Prove that F(k•r -ωt) is a solution of the Helmholtz equation, provided that ω/k = 1/(µε)^1/2, where k = (k_x, k_y, k_z) is the wave-vector and r is the position vector. In F(k•r -ωt), “k•r –ωt” is the argument and F is any vector function.

Homework Equations

Helmholtz Equation: ∇²A+k²A=0

The Attempt at a Solution

I first completed the dot of k and r thus,
F(xk_x+ yk_y+zk_z)I am a little confused at this point, if I plug it into the equation I don't see how it would be 0

 

[SteamKing]

It's not clear what you've done, since you haven't shown your work.

 

[physicslove2]

It's not clear what you've done, since you haven't shown your work.

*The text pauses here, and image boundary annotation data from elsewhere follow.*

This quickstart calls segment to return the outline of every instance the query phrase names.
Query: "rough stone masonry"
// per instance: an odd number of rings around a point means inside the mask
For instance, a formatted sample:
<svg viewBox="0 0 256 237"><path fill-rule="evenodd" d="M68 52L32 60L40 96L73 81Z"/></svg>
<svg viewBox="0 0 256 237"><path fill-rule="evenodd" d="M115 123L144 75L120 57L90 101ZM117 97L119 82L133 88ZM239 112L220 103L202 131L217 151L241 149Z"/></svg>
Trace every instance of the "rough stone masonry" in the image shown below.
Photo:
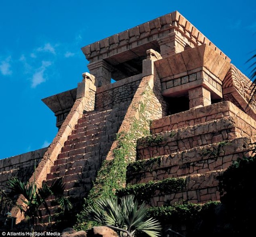
<svg viewBox="0 0 256 237"><path fill-rule="evenodd" d="M127 183L185 179L180 190L152 195L154 206L219 200L216 176L249 155L255 141L250 80L177 11L82 50L90 73L77 88L42 100L56 117L58 134L48 148L0 161L0 187L14 176L32 182L35 175L39 186L62 177L78 211L102 161L114 159L117 134L141 119L143 102L150 121L144 127L147 136L134 139L137 148L130 158L159 162L128 169ZM29 171L26 177L23 170ZM20 197L17 202L22 203ZM17 222L23 218L17 209L11 212Z"/></svg>

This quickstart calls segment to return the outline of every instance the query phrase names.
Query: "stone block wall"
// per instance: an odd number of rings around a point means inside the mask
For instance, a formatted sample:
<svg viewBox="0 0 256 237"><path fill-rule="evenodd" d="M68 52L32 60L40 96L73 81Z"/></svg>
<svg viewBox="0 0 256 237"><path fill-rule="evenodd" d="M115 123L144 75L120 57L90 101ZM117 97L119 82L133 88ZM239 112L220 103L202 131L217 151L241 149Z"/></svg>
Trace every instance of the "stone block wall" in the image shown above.
<svg viewBox="0 0 256 237"><path fill-rule="evenodd" d="M100 111L116 107L127 108L142 78L140 74L97 88L95 109Z"/></svg>
<svg viewBox="0 0 256 237"><path fill-rule="evenodd" d="M47 148L0 160L0 187L4 189L7 181L12 177L24 182L28 181L34 171L35 162L37 167Z"/></svg>

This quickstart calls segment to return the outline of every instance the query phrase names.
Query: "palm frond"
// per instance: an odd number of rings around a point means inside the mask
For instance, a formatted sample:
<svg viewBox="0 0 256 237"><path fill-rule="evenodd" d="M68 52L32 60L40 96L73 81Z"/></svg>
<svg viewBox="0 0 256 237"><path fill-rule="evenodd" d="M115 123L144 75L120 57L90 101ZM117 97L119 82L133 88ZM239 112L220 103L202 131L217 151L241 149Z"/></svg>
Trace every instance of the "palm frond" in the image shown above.
<svg viewBox="0 0 256 237"><path fill-rule="evenodd" d="M122 197L119 204L116 197L99 199L86 211L91 220L125 229L132 236L142 231L150 237L160 235L159 223L146 218L148 209L146 205L143 203L139 207L132 195Z"/></svg>

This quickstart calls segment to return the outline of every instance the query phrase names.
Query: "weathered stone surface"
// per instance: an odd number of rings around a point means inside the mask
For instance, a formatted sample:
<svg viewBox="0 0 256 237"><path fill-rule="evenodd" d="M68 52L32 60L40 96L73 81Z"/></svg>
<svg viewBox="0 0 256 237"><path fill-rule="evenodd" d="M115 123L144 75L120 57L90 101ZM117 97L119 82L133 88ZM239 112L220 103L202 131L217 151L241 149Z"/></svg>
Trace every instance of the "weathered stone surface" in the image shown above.
<svg viewBox="0 0 256 237"><path fill-rule="evenodd" d="M87 231L87 237L118 237L118 233L106 226L96 226Z"/></svg>
<svg viewBox="0 0 256 237"><path fill-rule="evenodd" d="M62 231L61 237L86 237L86 233L84 231L76 231L72 228L67 228Z"/></svg>

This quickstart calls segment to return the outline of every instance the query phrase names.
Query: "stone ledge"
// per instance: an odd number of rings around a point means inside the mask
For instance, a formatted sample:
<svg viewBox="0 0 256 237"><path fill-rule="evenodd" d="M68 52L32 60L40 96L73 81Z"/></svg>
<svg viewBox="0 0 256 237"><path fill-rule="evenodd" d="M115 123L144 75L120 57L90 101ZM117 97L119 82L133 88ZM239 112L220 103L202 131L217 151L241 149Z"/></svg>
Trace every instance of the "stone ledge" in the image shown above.
<svg viewBox="0 0 256 237"><path fill-rule="evenodd" d="M97 91L96 92L96 94L99 93L100 93L112 89L120 87L128 83L131 83L134 82L136 81L139 81L141 80L142 78L142 74L136 75L122 80L120 80L114 83L111 83L110 84L108 84L104 86L102 86L100 87L98 87L97 88Z"/></svg>
<svg viewBox="0 0 256 237"><path fill-rule="evenodd" d="M256 121L232 102L224 101L189 110L154 120L150 127L153 134L187 127L235 114L246 123L256 127ZM192 123L192 124L191 124Z"/></svg>
<svg viewBox="0 0 256 237"><path fill-rule="evenodd" d="M250 137L240 137L228 142L223 145L216 143L161 156L155 158L156 162L149 159L138 161L136 162L144 163L144 166L136 171L128 167L128 181L144 183L204 173L207 169L226 168L238 157L250 155L253 149L254 140Z"/></svg>
<svg viewBox="0 0 256 237"><path fill-rule="evenodd" d="M175 28L193 47L206 44L226 59L228 58L178 12L175 11L82 48L86 59L96 61L160 39ZM149 40L148 39L152 39ZM93 60L93 58L96 58Z"/></svg>

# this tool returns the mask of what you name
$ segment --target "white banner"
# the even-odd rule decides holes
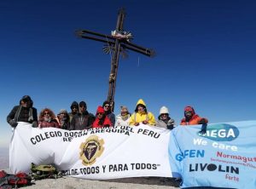
[[[68,131],[19,123],[10,142],[12,173],[31,163],[54,163],[67,175],[84,179],[172,177],[170,131],[148,125]]]

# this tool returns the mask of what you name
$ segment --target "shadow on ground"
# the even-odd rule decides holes
[[[157,185],[157,186],[170,186],[179,187],[180,180],[175,178],[162,178],[162,177],[134,177],[123,179],[104,180],[102,181],[119,182],[129,184],[142,184],[142,185]]]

I completed the dot between k and r within F.

k = (k_x, k_y, k_z)
TA said to use r=(x,y,z)

thus the function becomes
F(xk_x+ yk_y+zk_z)

∇²F(xk_x+ yk_y+zk_z)=0, right?but then how would k²F(xk_x+ yk_y+zk_z)=0?

 

[BruceW]

∇²F(xkx+ yky+zkz)=0 is not right. Because then, as you say, you would need k²F=0, which is the trivial solution.

It is a kind of weird problem in the first place, since the Helmholtz equation does not care about time dependence. Are you sure the problem wasn't to show that $F(k\cdot r -\omega t)$ is a solution of the wave equation, and to go on to prove that it is also a solution of the Helmholtz equation?